Conviée à Bruxelles à une exposition consacrée aux photographies de son amie Dina, Keto est confrontée à son passé. Partout, les photos sont des instantanés pris pendant leur jeunesse et, face aux vestiges de son enfance, les souvenirs refont surface. Elle retrouve à cette occasion les deux autres amies de la bande qu'elles formaient toutes les quatre. Elles étaient soudées comme les doigts de la main tout en ayant des personnalités très différentes. Dina était l'artiste effrontée, Nene la romantique timide et Ida, celle qui veillait sur Nene. Keto, plus observatrice qu'actrice, restait en retrait.

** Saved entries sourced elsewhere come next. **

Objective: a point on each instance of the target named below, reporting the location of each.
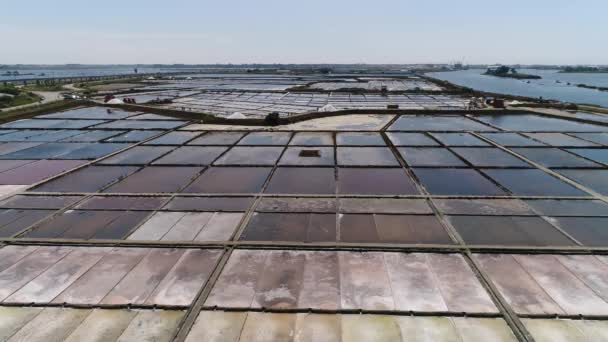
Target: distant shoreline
(515, 76)
(583, 72)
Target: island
(584, 70)
(505, 71)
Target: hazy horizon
(543, 32)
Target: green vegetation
(584, 69)
(16, 97)
(505, 71)
(44, 87)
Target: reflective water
(547, 87)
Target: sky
(310, 31)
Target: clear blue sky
(310, 31)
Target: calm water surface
(547, 87)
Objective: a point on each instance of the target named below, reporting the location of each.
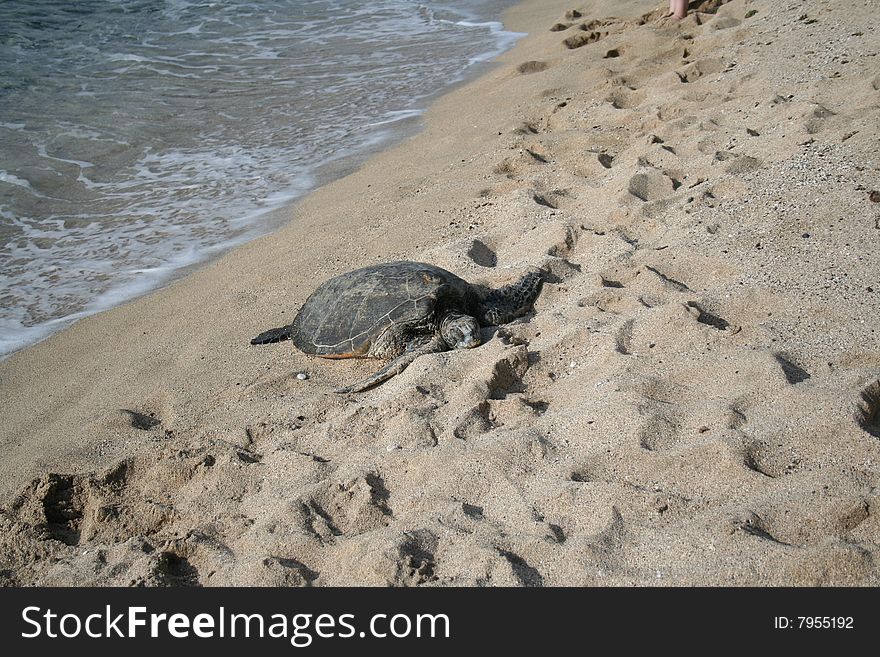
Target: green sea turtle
(400, 311)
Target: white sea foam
(135, 158)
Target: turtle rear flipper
(428, 345)
(274, 335)
(511, 301)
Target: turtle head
(460, 331)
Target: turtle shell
(346, 314)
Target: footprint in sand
(532, 66)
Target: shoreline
(383, 135)
(694, 401)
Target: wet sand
(694, 400)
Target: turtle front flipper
(511, 301)
(274, 335)
(416, 348)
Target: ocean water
(140, 137)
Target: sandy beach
(695, 399)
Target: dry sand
(694, 400)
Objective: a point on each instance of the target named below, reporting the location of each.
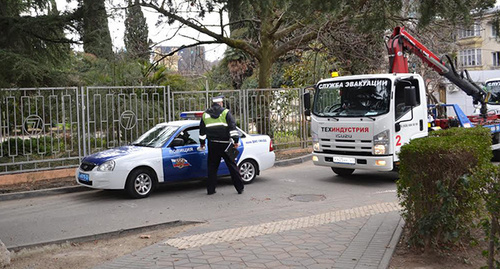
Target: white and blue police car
(166, 153)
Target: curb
(386, 259)
(38, 193)
(107, 235)
(71, 189)
(293, 161)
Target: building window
(473, 30)
(496, 58)
(470, 57)
(494, 30)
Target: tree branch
(219, 38)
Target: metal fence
(52, 128)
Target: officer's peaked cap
(218, 99)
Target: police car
(166, 153)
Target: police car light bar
(192, 114)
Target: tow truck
(361, 121)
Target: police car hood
(115, 153)
(215, 111)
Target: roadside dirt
(89, 254)
(464, 257)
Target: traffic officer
(219, 127)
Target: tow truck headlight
(107, 166)
(381, 143)
(315, 141)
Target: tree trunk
(96, 36)
(265, 64)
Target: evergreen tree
(32, 43)
(95, 30)
(136, 32)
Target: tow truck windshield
(494, 88)
(352, 98)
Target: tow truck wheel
(343, 171)
(140, 183)
(248, 171)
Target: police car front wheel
(248, 171)
(140, 183)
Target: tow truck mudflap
(377, 163)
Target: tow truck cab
(361, 122)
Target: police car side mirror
(177, 142)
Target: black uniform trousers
(216, 151)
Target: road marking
(227, 235)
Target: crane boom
(401, 41)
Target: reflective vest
(211, 122)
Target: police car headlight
(381, 143)
(107, 166)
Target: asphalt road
(299, 188)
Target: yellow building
(478, 44)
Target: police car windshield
(156, 137)
(494, 88)
(352, 98)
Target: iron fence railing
(53, 128)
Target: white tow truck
(361, 121)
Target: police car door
(185, 161)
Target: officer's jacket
(218, 124)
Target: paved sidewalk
(362, 237)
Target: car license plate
(344, 160)
(83, 177)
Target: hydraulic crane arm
(401, 41)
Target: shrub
(437, 195)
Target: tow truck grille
(361, 147)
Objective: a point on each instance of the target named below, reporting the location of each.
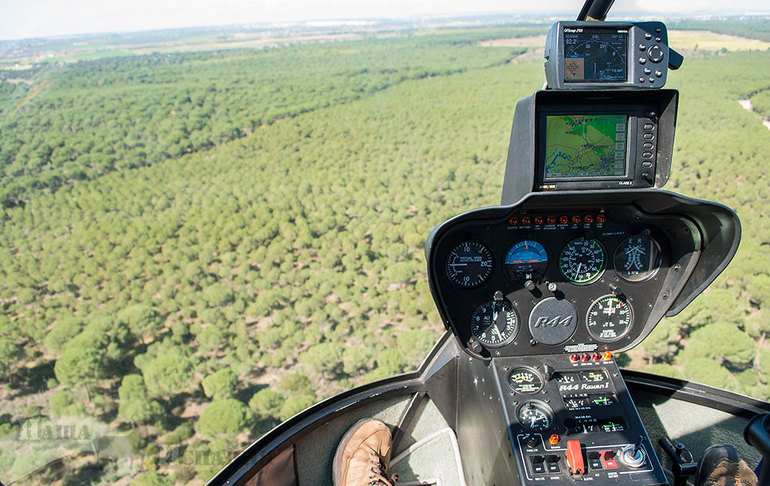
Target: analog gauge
(609, 319)
(494, 324)
(535, 416)
(638, 258)
(582, 260)
(526, 260)
(525, 380)
(469, 264)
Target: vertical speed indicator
(609, 319)
(469, 264)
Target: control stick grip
(757, 435)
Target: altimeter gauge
(637, 258)
(535, 416)
(469, 264)
(582, 260)
(609, 319)
(494, 323)
(525, 380)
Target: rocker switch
(575, 457)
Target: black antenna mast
(595, 10)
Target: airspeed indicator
(469, 264)
(582, 260)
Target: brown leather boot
(722, 465)
(363, 456)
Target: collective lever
(633, 455)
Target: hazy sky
(42, 18)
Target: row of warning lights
(539, 220)
(585, 357)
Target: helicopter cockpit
(584, 256)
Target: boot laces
(378, 476)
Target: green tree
(168, 374)
(266, 403)
(134, 405)
(221, 384)
(294, 405)
(227, 416)
(65, 404)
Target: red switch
(575, 457)
(608, 460)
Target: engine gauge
(526, 260)
(495, 323)
(582, 260)
(469, 264)
(535, 416)
(638, 258)
(609, 319)
(525, 380)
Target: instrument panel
(546, 280)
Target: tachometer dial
(494, 324)
(638, 258)
(469, 264)
(535, 416)
(526, 260)
(525, 380)
(582, 260)
(609, 319)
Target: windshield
(205, 230)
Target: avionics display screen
(585, 146)
(595, 56)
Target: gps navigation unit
(584, 55)
(566, 141)
(585, 146)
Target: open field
(196, 246)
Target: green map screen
(585, 146)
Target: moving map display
(585, 146)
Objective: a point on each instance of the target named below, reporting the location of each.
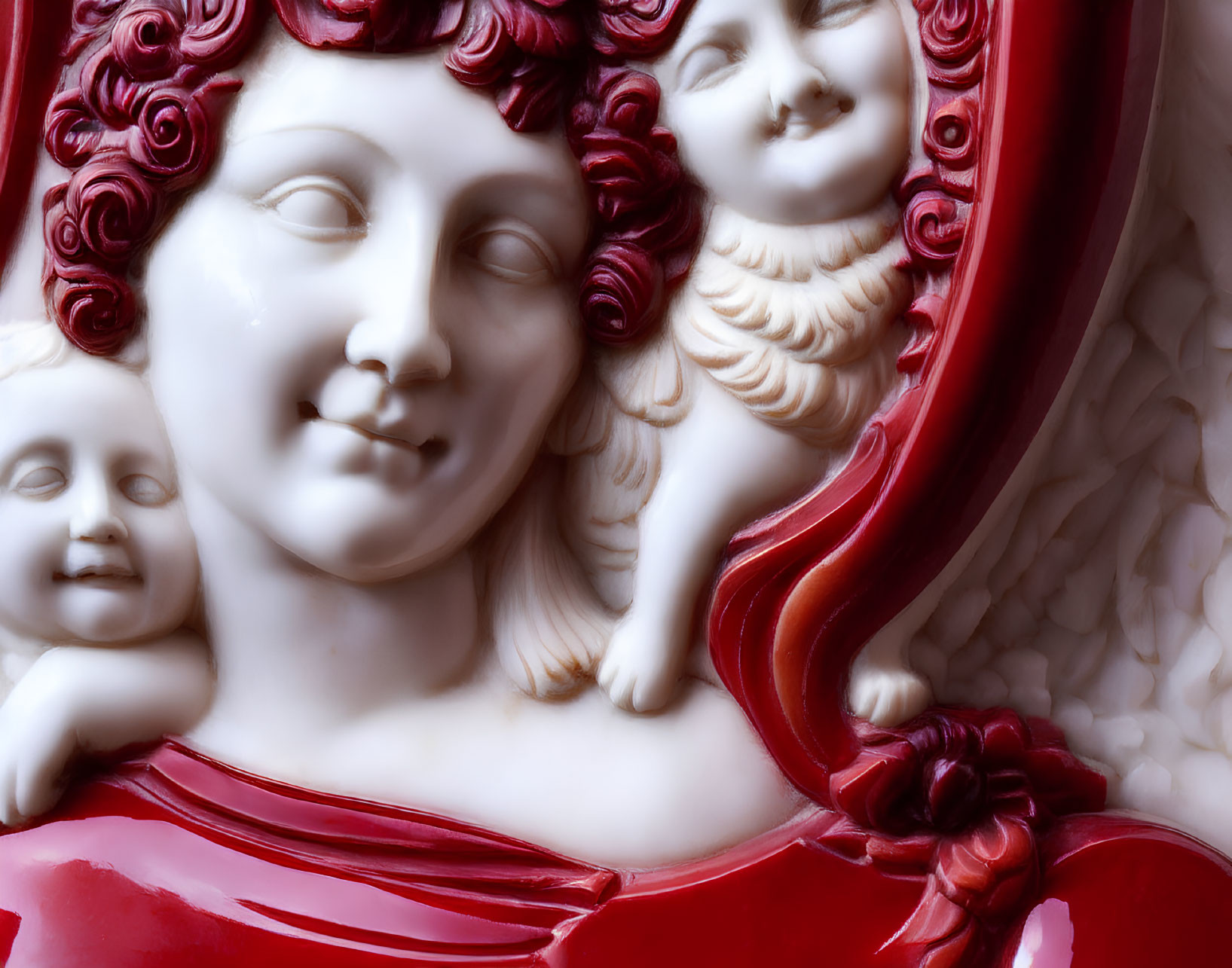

On comprend vite que Dina est morte et que Nene et Ida ne sont plus en bons termes. Chaque nouvelle photo de l'exposition nous ramène dans le passé. Keto se remémore leurs rencontres respectives, leur première expédition interdite dans un jardin public fermé, les habitudes familiales diamétralement opposées, les événements qui ont marqué leur amitié. Elle repense à leur quartier de Tbilissi, populaire et familial, dans lequel les tensions politiques et les affaires de voyous se sont infiltrées. Les quatre filles ont peu à peu quitté leur statut d'enfants pour devenir adolescentes, puis femmes. Des transitions qui ne se sont pas faites sans mal, sans violence ni sans déceptions. La vie était dure à Tbilissi dans les années 90. La condition de femme n'arrangeait pas les choses.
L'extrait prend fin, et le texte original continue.